Although the borough’s insolvency was partly self-inflicted, precipitated by poor commercial decisions as well as a long term drop in funding, it portended the wider crisis in local government finance.

 Ray Mona answers questions in Croydon
‘They [the council] are not investing money because they don’t have any. We are paying the price,’ said Ray Mona, a resident of Purley, Croydon © Anna Gordon/FT

The strictures that follow bankruptcy are already familiar to six other councils that have gone under since Croydon. But the attritional restructuring in the borough is happening in many other areas obliged to cut services and raise taxes.

“You can destroy something quite quickly but to rebuild it takes much longer — we are slowly rebuilding,” said Jason Perry, Croydon’s Conservative mayor, who was elected two years ago but whose executive powers have been clipped by a Westminster-imposed “improvement panel”. 

Perry acknowledged the south London town had “got dirtier” and remained hobbled by the £1.3bn debt built up mostly under a previous Labour administration. But, he insisted, the borough was “moving forward” with an exit strategy that should see the government oversight panel withdrawn in 2025.  

“Over time residents will see things are improving,” he insisted.

It is hard to find that optimism in the town’s population. Some residents said they are mainly affected by sclerotic services and the rundown feel of the place. 

A closed leisure centre, inPurley .
Purley Leisure Centre is among facilities that have closed. To balance the budget, Croydon has also had to save £36mn this financial year. © Anna Gordon/FT

“They [the council] are not investing money because they don’t have any. We are paying the price,” said Ray Mona, a resident of Purley who works in customer service, complaining that council taxes were raised by 15 per cent last year and were now among the highest in London. A further 5 per cent rise is expected in April. 

In order to balance the budget, Croydon has also had to save £36mn this financial year, according to the latest report published by the improvement panel.  

For vulnerable people, this translates often into greater difficulty accessing essential services.

After losing a job and finding himself on the street, Michael Orlebar, a youth worker had to move back to his ageing mother’s home. “When I became homeless, I saw first-hand you are a nobody. You are left to rot,” he said.

As of December 2022 when the latest council data was available, there were nearly 2,000 households in emergency accommodation in the borough with 2,589 children among them.

Jana Ernest, operations manager at the homeless charity Crisis, said the situation had worsened since. “The number keeps going up,” she said.

Even for those people who do find a roof over their head, conditions are often grim, the charity said. People housed in emergency accommodation wrote to the council last month describing their lodgings as “uninhabitable” with cramped conditions and infestations of rats, mice and bed bugs.

Overflowing rubbish bins in Croydon
Rubbish festers beneath a towering office block in Croydon town centre. Some residents said they are mainly affected by sclerotic services and the rundown feel of the place. © Anna Gordon/FT

Council staff are feeling the strain. A senior employee who requested anonymity said morale was at an “all-time low”. Some experienced staff were leaving and the council was filling gaps with agency workers:

“We have got a duty of care to the residents of this borough. We are failing them in so many ways,” the person said. 
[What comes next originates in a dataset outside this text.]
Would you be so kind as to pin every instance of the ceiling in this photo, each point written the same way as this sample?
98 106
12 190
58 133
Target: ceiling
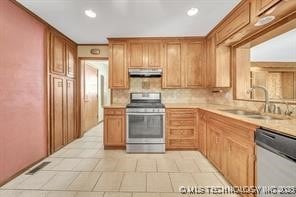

The government has stepped in twice in the last three years to ease pressure on the balance sheet by allowing Croydon to treat some running costs as capital costs. These interventions have provided £375mn of wriggle room since 2020 by allowing the council to borrow and use asset sales against day to day running costs. 

The increase in council taxes will raise around £20mn more annually towards the budget.  

As part of its exit strategy, the council has also been forced to sell off assets with properties owned by the housing subsidiary that contributed to Croydon’s bankruptcy among those on the block as well as a hotel and golf course. Sales to date will have raised £125mn by the end of this financial year, according to council forecasts.

However, Croydon’s huge legacy debts remain and so long as it does, the interest payments on it are eating into other essential functions of the council.

“The one thing we cannot do on our own and the strategy recognises is deal with the debt burden” the mayor said.